Peng Shi (Note: Peng Shi's courtesy name was Chundao.) (1416 – 27 April 1475) was a Chinese scholar-official during the Ming dynasty. In the autumn of 1449, the Jingtai Emperor appointed him as grand secretary, but he was later transferred to the Hanlin Academy in the following year. It was not until 1457, after the coup that restored Emperor Yingzong to the throne, that Peng returned to the Grand Secretariat. He held the position of grand secretary until his death and was promoted to senior grand secretary in 1468, serving under Emperor Yingzong's son, the Chenghua Emperor.

==Biography==
Peng Shi was born in 1416 during China's Ming dynasty in Anfu County, Ji'an, in southern Jiangxi Province.
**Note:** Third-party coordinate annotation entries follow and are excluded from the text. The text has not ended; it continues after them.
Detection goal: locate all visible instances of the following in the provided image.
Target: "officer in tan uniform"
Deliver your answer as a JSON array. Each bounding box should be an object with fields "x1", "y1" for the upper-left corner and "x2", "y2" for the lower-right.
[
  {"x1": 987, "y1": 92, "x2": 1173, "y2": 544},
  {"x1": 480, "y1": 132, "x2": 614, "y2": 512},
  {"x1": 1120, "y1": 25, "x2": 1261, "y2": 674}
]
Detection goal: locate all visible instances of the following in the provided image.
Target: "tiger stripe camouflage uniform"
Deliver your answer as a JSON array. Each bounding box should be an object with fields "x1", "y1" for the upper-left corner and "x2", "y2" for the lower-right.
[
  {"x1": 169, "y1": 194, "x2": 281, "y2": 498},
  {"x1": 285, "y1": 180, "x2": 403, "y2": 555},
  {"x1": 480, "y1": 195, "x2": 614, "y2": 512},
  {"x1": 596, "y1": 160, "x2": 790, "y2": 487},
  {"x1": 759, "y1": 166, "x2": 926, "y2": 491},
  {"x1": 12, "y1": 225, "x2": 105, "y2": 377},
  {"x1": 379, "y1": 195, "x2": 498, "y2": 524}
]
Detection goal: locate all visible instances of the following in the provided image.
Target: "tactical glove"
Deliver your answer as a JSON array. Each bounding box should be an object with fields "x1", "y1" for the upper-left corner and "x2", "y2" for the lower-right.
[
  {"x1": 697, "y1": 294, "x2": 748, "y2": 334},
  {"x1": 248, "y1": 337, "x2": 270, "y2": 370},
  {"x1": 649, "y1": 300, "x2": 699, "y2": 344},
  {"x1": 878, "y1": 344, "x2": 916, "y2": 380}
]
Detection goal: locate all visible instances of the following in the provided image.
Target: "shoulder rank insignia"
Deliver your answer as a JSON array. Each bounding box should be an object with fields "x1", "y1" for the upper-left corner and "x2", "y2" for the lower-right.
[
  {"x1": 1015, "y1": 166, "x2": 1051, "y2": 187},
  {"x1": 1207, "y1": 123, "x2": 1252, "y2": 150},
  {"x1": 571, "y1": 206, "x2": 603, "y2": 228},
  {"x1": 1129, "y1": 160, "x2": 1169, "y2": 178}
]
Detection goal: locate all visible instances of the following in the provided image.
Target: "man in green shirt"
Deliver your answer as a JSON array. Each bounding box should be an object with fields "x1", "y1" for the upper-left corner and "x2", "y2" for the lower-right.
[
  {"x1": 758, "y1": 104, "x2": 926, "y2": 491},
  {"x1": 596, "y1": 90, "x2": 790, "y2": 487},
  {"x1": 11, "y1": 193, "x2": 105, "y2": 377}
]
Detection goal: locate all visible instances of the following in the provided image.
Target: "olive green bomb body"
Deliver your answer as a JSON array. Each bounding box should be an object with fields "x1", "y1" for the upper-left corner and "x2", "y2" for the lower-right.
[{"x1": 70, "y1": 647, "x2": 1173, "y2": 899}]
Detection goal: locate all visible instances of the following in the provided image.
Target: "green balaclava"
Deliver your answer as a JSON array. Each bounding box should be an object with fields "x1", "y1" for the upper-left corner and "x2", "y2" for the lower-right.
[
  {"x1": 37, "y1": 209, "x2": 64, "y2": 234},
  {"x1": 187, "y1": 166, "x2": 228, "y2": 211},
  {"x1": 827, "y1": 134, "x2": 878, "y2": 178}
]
He excelled in the civil service examinations, passed the palace examination, and obtained the jinshi degree in 1448 as the top candidate.

In the autumn of 1449, during the Tumu Crisis, in which Emperor Yingzong was captured by the Mongols, he was summoned to the Grand Secretariat and took part in the accession of the Jingtai Emperor. He soon angered the new emperor when he requested a leave of absence to mourn his mother's death. He was dismissed in early 1450 and thereafter held lower positions at the Hanlin Academy until the end of the Jingtai era. In early 1457, Emperor Yingzong was restored to power in a coup, and Peng was appointed grand secretary once again in the summer of that year.

As the grand secretary, Peng was known for his respect and recognition of Li Xian, the senior grand secretary from 1457 to 1467. Despite his personal dislike for Li, the two formed a strong partnership as statesmen. (Note: It was one of the manifestations of the north–south rivalry.) On the other hand, Peng was a close friend of Grand Secretary Shang Lu.

In 1464, Emperor Yingzong died and was succeeded by his son the Chenghua Emperor. Peng was then given the formal position of vice minister of personnel in addition to his role as grand secretary. The following year, he was formally promoted to minister of war. In 1467, he became the tutor to the heir to the throne. After the death of Chen Wen in 1468, Peng was promoted to the position of senior grand secretary, which he held until his death. He died on 27 April 1475, and was granted the posthumous name Wenxian.